I find that technology is meant to be future-facing, and is supposedly about sophistication and advancement, [but] I often find a lot of answers by looking towards the past. 

An image of prints featuring graphics and bars as part of the exhibit In Absentia

'In Absentia' Credit: Emile Askey

Why is it important for you to work between materials and mediums, and how does that help you better depict the problems within these deeply complex systems?

Mimi: It’s hard to make work about systems, but fundamentally I think a lot of my work is [about that]. It’s almost like you have to approach it from all of these different perspectives and views to get a sense of the vastness—and also the specificity of them. I used to, when I was younger, think it was very foolish to be an artist without a clear medium. So I was like, “This is not a good idea, this is terrible” [laughs]. But from the perspective of making sense of the world it’s fantastic, because it means I can put on different hats and think about things from different points of view.

I find that when I’m in one space, like I’m making an installation, and then I’ll come up against something—I’ll hit this wall. And then I’ll switch to a different medium, and it’s like something else can emerge from this. It’s the same reason I make a lot of different versions of pieces, too. There’s always more; let’s now turn this around and flip this and look at it from a different perspective. I think that’s what the times we’re in calls for: a multiplicity and fluidity and flexibility. 

Through this experience, what have you learned about your own work and your methods of presentation?

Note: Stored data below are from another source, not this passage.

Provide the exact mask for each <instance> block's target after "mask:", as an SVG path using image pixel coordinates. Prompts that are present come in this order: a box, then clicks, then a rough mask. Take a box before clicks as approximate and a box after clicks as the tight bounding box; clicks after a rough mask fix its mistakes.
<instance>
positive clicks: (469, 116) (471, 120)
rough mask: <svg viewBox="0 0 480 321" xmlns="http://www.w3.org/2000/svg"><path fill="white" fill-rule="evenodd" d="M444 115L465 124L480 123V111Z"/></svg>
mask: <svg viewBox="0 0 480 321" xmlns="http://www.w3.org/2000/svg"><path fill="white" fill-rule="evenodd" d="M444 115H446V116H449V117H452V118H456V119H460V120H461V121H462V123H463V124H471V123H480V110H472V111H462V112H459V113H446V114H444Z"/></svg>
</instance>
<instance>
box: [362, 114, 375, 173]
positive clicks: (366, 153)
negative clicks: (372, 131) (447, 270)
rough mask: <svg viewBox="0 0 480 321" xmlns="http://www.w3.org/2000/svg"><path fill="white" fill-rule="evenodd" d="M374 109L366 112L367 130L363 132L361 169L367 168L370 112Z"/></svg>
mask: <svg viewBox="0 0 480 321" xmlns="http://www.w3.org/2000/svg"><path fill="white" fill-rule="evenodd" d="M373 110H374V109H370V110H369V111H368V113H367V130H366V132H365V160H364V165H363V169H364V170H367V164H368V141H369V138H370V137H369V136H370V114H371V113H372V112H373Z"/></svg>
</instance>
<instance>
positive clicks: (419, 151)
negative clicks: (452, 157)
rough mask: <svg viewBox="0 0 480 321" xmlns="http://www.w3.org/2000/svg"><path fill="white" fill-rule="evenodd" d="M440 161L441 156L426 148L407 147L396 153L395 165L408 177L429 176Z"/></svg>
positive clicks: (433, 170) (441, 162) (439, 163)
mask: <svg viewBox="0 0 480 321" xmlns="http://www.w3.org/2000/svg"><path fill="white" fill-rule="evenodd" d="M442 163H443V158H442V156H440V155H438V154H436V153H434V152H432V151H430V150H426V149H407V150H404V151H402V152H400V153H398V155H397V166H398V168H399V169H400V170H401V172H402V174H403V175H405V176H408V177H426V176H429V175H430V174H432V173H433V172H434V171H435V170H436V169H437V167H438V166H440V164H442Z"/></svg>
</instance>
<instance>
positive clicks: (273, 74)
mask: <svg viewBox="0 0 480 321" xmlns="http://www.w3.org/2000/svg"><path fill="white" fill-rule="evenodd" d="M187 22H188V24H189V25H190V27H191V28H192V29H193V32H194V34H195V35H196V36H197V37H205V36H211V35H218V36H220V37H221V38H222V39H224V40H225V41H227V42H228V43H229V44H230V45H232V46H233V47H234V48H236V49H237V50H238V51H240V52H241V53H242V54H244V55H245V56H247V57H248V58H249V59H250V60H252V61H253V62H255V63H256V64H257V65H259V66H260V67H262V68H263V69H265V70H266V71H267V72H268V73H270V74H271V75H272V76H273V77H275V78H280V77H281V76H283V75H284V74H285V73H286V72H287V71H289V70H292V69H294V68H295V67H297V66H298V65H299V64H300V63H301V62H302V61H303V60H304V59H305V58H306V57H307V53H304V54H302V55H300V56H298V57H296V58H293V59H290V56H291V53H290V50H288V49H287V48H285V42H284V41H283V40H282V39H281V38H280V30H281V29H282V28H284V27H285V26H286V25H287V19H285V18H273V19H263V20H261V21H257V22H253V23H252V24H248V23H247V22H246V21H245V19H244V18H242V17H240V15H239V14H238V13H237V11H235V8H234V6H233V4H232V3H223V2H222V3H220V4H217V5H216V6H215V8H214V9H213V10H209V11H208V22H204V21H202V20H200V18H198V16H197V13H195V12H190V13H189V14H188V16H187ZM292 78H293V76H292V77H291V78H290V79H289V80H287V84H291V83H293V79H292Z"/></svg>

Mimi: It’s the first time that I’ve had so much work all in the same room, and I feel like I have learned something more about the conversations between pieces. The color that I chose for the exhibition is this rust or dust color. I was trying to recall the color of a particular shade of the ground in a particular part of Nigeria. I was trying to bring that to the wall. And whether I got it or not, I think it evokes it, and it’s something that so many people have commented on that grounds the work. It’s such a small thing, but it [suggests] the same experimentation and playfulness that you get from being in different formats. So having it all in the room is different; it brings out something new. That’s been really incredible for me to see… I feel really grateful.